OCHA-DAP / pa-aa-yem-flooding

GNU General Public License v3.0
3 stars 0 forks source link

Ecmwf mars forecast zonal stats #12

Closed turnerm closed 1 year ago

turnerm commented 1 year ago

Sorry Zack just opening this PR for you because I wanted to leave a couple of comments, but please adjust the text / title / base etc!

turnerm commented 1 year ago

My main comments here are:

  1. For ECMWF ERA5 ground, it turns out that the hourly data is cumulative -- so the 00:00 value is the one we need. In the meantime I've written the extraction into Python, I will make a PR for that.
  2. Not sure if you can just use the ERA5 data that we downloaded? Would make debugging a bit easier
  3. For ECMWF HRES, the rolling sums should be across lead time, not forecast date.
zackarno commented 1 year ago

Thanks for opening this PR and the comments. Replying to them below:

My main comments here are:

  1. For ECMWF ERA5 ground, it turns out that the hourly data is cumulative -- so the 00:00 value is the one we need. In the meantime I've written the extraction into Python, I will make a PR for that.
  2. Not sure if you can just use the ERA5 data that we downloaded? Would make debugging a bit easier
  1. For ECMWF HRES, the rolling sums should be across lead time, not forecast date.

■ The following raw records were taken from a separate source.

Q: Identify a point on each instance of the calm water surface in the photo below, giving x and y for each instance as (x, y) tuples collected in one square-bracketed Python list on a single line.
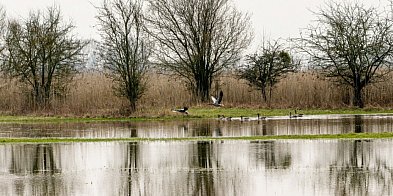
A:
[(277, 167)]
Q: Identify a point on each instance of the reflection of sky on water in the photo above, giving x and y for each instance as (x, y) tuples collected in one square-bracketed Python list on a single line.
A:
[(280, 167), (315, 124)]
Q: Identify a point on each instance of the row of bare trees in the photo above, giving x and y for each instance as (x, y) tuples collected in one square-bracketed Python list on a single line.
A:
[(195, 40)]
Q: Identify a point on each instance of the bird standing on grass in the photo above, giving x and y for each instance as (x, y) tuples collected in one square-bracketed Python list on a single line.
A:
[(182, 110), (217, 101)]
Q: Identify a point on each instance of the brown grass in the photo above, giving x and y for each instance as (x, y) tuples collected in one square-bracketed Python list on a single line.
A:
[(91, 95)]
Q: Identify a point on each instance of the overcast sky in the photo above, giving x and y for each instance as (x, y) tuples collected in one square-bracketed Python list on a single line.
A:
[(270, 18)]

I think this is what I did, but perhaps I misunderstood something. I calculated the rolling sum for each forecastED date (not date of forecast) for each lead time. So the output has columns:

here is just a preview of the target ecmwf_mars_leads_split_rolled where this is done:

image

it looks right to me?

zackarno commented 1 year ago

Just opened this issue https://github.com/OCHA-DAP/pa-aa-yem-flooding/issues/15#issue-1682558131

turnerm commented 1 year ago

I think when I did this originally we did not have all the data or were note sure about that cumulative detail you described above so I just used daily data from GEE : ImageCollection: ECMWF/ERA5_LAND/DAILY_RAW . I can re-run on the local files, but seems like you might have done this already from looking at the PRs above. I compared the GEE extraction values to the local files 00:00:00 value and they are equivalent (https://github.com/OCHA-DAP/pa-aa-yem-flooding/commit/f5a47ea728d7e367999e11d0aa2902ac12d5bb23), but worth noting that the local files 00:00:00 value is for the previous day so you can't simply convert the date times to dates without subtracting a day (i.e "2001-09-02 00:00:00" is the precip for 2001-09-01)

Ah yes, the 00:00 values is really the sum of the previous day. However in the local files, when I read it in with xarray, there is no 00:00 but 24:00, and it's the sum of the same day, so that's what I've been going with.

I think this is what I did, but perhaps I misunderstood something. I calculated the rolling sum for each forecastED date (not date of forecast) for each lead time.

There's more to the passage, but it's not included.